Find the distance, in feet, a particle travels in its first 2 seconds of travel, if it moves according to the velocity equation v(t)= 6t2 − 18t + 12 (in feet/sec).
A. 4
B. 5
C. 6
D. -1
Please helpp, I'm struggling!
Thank you in advance for your help!
good guess.
To find the distance traveled in the first 2 seconds, we need to calculate the definite integral of the velocity function from 0 to 2.
The definite integral of the velocity function represents the area under the curve of the function, which gives us the displacement or distance traveled.
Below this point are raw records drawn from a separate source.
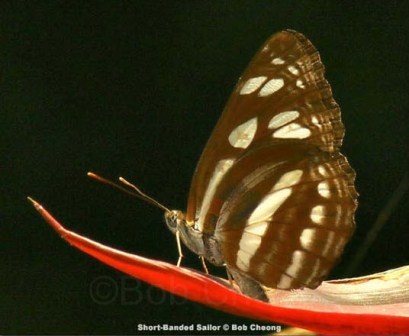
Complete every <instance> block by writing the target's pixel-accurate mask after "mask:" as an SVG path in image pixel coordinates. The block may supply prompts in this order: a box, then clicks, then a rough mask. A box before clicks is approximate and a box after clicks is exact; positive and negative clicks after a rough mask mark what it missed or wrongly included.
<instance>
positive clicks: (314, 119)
mask: <svg viewBox="0 0 409 336" xmlns="http://www.w3.org/2000/svg"><path fill="white" fill-rule="evenodd" d="M311 121H312V123H313V124H314V125H316V126H318V127H321V125H320V122H319V120H318V118H317V117H316V116H313V117H312V118H311Z"/></svg>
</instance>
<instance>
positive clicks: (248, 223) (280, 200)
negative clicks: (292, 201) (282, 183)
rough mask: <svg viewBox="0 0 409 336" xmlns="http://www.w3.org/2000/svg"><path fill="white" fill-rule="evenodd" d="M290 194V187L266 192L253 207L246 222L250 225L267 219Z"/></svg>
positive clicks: (260, 221) (263, 221) (254, 223)
mask: <svg viewBox="0 0 409 336" xmlns="http://www.w3.org/2000/svg"><path fill="white" fill-rule="evenodd" d="M290 195H291V189H288V188H287V189H282V190H279V191H276V192H273V193H272V194H268V195H267V196H265V197H264V198H263V199H262V200H261V202H260V204H259V205H258V206H257V207H256V208H255V209H254V211H253V212H252V214H251V215H250V217H249V219H248V220H247V223H248V224H249V225H251V224H255V223H259V222H264V221H267V220H269V219H270V218H271V217H272V216H273V215H274V213H275V212H276V210H277V209H278V208H279V207H280V206H281V204H283V203H284V201H285V200H286V199H287V198H288V196H290Z"/></svg>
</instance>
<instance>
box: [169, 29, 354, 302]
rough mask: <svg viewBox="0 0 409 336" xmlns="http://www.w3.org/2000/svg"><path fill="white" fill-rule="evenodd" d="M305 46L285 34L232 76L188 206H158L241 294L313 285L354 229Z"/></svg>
mask: <svg viewBox="0 0 409 336" xmlns="http://www.w3.org/2000/svg"><path fill="white" fill-rule="evenodd" d="M343 136H344V126H343V124H342V121H341V114H340V109H339V106H338V104H337V103H336V102H335V100H334V98H333V96H332V92H331V87H330V85H329V83H328V82H327V80H326V79H325V78H324V66H323V64H322V62H321V60H320V56H319V53H318V51H317V50H316V48H315V47H314V46H313V44H312V43H311V42H310V41H309V40H308V39H307V38H306V37H305V36H304V35H302V34H301V33H298V32H296V31H292V30H285V31H281V32H279V33H276V34H275V35H273V36H272V37H270V38H269V39H268V40H267V41H266V43H265V44H264V45H263V46H262V47H261V49H260V50H259V51H258V52H257V54H256V55H255V57H254V58H253V59H252V61H251V62H250V65H249V66H248V68H247V69H246V70H245V72H244V73H243V75H242V76H241V77H240V79H239V81H238V83H237V85H236V87H235V89H234V91H233V93H232V95H231V97H230V99H229V101H228V103H227V105H226V107H225V109H224V111H223V113H222V115H221V117H220V119H219V121H218V122H217V124H216V127H215V129H214V130H213V132H212V134H211V136H210V139H209V140H208V142H207V144H206V146H205V148H204V150H203V153H202V155H201V157H200V160H199V163H198V165H197V168H196V170H195V172H194V176H193V179H192V183H191V187H190V193H189V198H188V204H187V211H186V212H185V213H184V212H182V211H179V210H167V211H165V220H166V223H167V226H168V227H169V229H170V230H171V231H172V232H173V233H175V234H176V235H177V238H178V239H180V240H181V241H182V242H183V243H184V244H185V245H186V246H187V247H188V248H189V249H190V250H191V251H193V252H194V253H196V254H198V255H199V256H202V257H204V259H206V260H208V261H210V262H211V263H213V264H215V265H219V266H222V265H225V266H226V267H227V270H228V272H229V273H230V275H231V276H232V277H233V279H234V280H235V281H236V283H237V284H238V286H239V287H240V289H241V291H242V292H243V293H244V294H246V295H248V296H251V297H253V298H257V299H261V300H265V301H267V296H266V293H265V289H266V287H270V288H277V289H284V290H288V289H296V288H304V287H308V288H316V287H317V286H319V284H320V283H321V282H322V280H323V279H324V278H325V277H326V276H327V275H328V273H329V272H330V270H331V269H332V267H333V266H334V265H335V263H336V262H337V260H338V259H339V257H340V255H341V253H342V251H343V249H344V246H345V245H346V243H347V242H348V240H349V239H350V237H351V235H352V233H353V231H354V227H355V224H354V213H355V210H356V207H357V196H358V194H357V192H356V190H355V187H354V180H355V172H354V171H353V169H352V168H351V167H350V165H349V163H348V161H347V159H346V158H345V157H344V156H343V155H342V154H341V153H340V152H339V150H340V146H341V143H342V140H343Z"/></svg>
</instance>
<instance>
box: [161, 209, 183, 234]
mask: <svg viewBox="0 0 409 336" xmlns="http://www.w3.org/2000/svg"><path fill="white" fill-rule="evenodd" d="M178 213H179V211H177V210H171V211H166V212H165V215H164V216H165V221H166V225H167V226H168V228H169V230H171V231H172V232H173V233H175V232H176V231H177V227H178V225H179V223H180V221H179V219H178V217H179V216H178Z"/></svg>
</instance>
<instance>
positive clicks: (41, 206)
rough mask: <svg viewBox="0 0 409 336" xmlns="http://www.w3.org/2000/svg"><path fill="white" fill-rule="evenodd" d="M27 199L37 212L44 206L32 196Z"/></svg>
mask: <svg viewBox="0 0 409 336" xmlns="http://www.w3.org/2000/svg"><path fill="white" fill-rule="evenodd" d="M27 199H28V200H29V201H30V202H31V203H32V204H33V206H34V208H35V209H36V210H37V211H39V210H41V208H42V206H41V205H40V203H38V202H37V201H36V200H35V199H33V198H31V197H30V196H27Z"/></svg>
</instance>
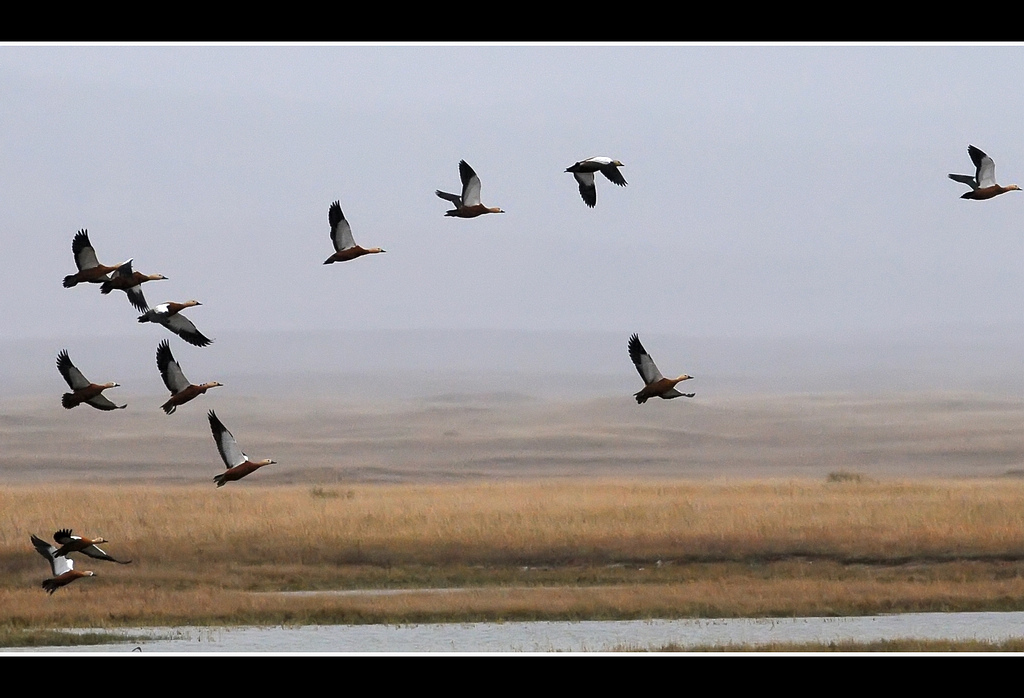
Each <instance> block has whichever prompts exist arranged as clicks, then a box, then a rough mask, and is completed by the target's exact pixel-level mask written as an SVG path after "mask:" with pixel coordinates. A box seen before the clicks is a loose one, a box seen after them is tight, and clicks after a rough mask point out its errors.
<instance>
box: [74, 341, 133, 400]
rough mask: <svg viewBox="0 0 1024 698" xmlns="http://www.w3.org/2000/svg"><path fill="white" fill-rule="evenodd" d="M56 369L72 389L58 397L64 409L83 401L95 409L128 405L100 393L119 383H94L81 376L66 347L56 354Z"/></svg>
mask: <svg viewBox="0 0 1024 698" xmlns="http://www.w3.org/2000/svg"><path fill="white" fill-rule="evenodd" d="M57 370H59V372H60V375H61V376H63V379H65V381H66V382H67V383H68V386H69V387H70V388H71V389H72V392H70V393H65V394H63V396H62V397H61V398H60V404H62V405H63V406H65V409H71V408H72V407H77V406H78V405H80V404H82V403H83V402H84V403H86V404H88V405H91V406H93V407H95V408H96V409H102V410H104V411H106V410H111V409H124V408H125V407H127V406H128V405H127V404H114V403H113V402H111V401H110V400H109V399H106V398H105V397H103V395H102V392H103V391H104V390H106V389H108V388H118V387H120V384H118V383H102V384H96V383H92V382H90V381H89V379H87V378H86V377H85V376H83V375H82V372H81V370H79V369H78V368H77V367H76V366H75V364H74V363H72V362H71V356H69V355H68V350H67V349H62V350H61V351H60V353H59V354H57Z"/></svg>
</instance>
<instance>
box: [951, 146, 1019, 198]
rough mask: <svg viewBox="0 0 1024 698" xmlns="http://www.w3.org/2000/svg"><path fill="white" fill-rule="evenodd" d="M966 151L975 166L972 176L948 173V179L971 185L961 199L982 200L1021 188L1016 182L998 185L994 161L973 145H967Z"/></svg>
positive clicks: (1013, 190) (994, 163)
mask: <svg viewBox="0 0 1024 698" xmlns="http://www.w3.org/2000/svg"><path fill="white" fill-rule="evenodd" d="M967 151H968V155H970V156H971V160H972V161H973V162H974V166H975V168H977V169H976V171H975V173H974V176H973V177H972V176H971V175H956V174H951V175H949V179H952V180H953V181H957V182H959V183H962V184H967V185H968V186H970V187H971V190H970V191H968V192H967V193H966V194H964V195H963V197H961V199H974V200H977V201H984V200H985V199H991V198H992V197H998V195H999V194H1000V193H1006V192H1007V191H1020V190H1021V187H1019V186H1017V185H1016V184H1011V185H1009V186H999V185H998V184H996V183H995V161H993V160H992V159H991V158H989V157H988V156H986V155H985V154H984V152H982V151H981V149H980V148H976V147H975V146H974V145H968V146H967Z"/></svg>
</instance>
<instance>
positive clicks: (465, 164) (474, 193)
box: [434, 160, 505, 218]
mask: <svg viewBox="0 0 1024 698" xmlns="http://www.w3.org/2000/svg"><path fill="white" fill-rule="evenodd" d="M459 176H460V177H461V178H462V195H461V197H460V195H459V194H456V193H449V192H447V191H441V190H440V189H437V190H436V191H434V193H436V194H437V195H438V197H440V198H441V199H443V200H445V201H450V202H452V203H453V204H455V208H454V209H453V210H452V211H447V212H445V213H444V215H445V216H453V217H455V218H476V217H477V216H482V215H483V214H485V213H505V212H504V211H502V210H501V209H499V208H489V207H486V206H484V205H483V204H481V203H480V178H479V177H478V176H477V175H476V173H475V172H473V168H471V167H470V166H469V164H468V163H467V162H466V161H465V160H460V161H459Z"/></svg>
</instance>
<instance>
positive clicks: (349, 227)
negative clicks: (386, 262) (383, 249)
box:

To find the definite integral of the velocity function, we can use the power rule for integration.
The power rule states that the integral of x^n with respect to x is (x^(n+1))/(n+1), where n is any real number except -1.
Applying the power rule to each term of the velocity function, we get:
∫(6t^2 - 18t + 12) dt = (6/3) t^3 - (18/2) t^2 + (12/1) t + C
Simplifying this expression, we have:
2t^2 - 9t^2 + 12t + C
Evaluating the definite integral from 0 to 2, we substitute the upper and lower limits:
[2(2)^3 - 9(2)^2 + 12(2)] - [2(0)^3 - 9(0)^2 + 12(0)] = 16 - 36 + 24 - 0 = 4
Therefore, the particle travels a distance of 4 feet in its first 2 seconds of travel. Hence, the correct answer is option A.
v(t) = ds/dt
so, the distance s is
s(t) = ∫ v(t) dt = 2t^3 - 9t^2 + 12t
So, what do you think?
So I guess now that we have the integral, I substitute the t=2 into the equation, right?
I got and selected 4 after substituting t=2, but when I selected that one I got marked wrong...
I get 4 as well.
Better check for typos. Also, answer keys have been known to be wrong ...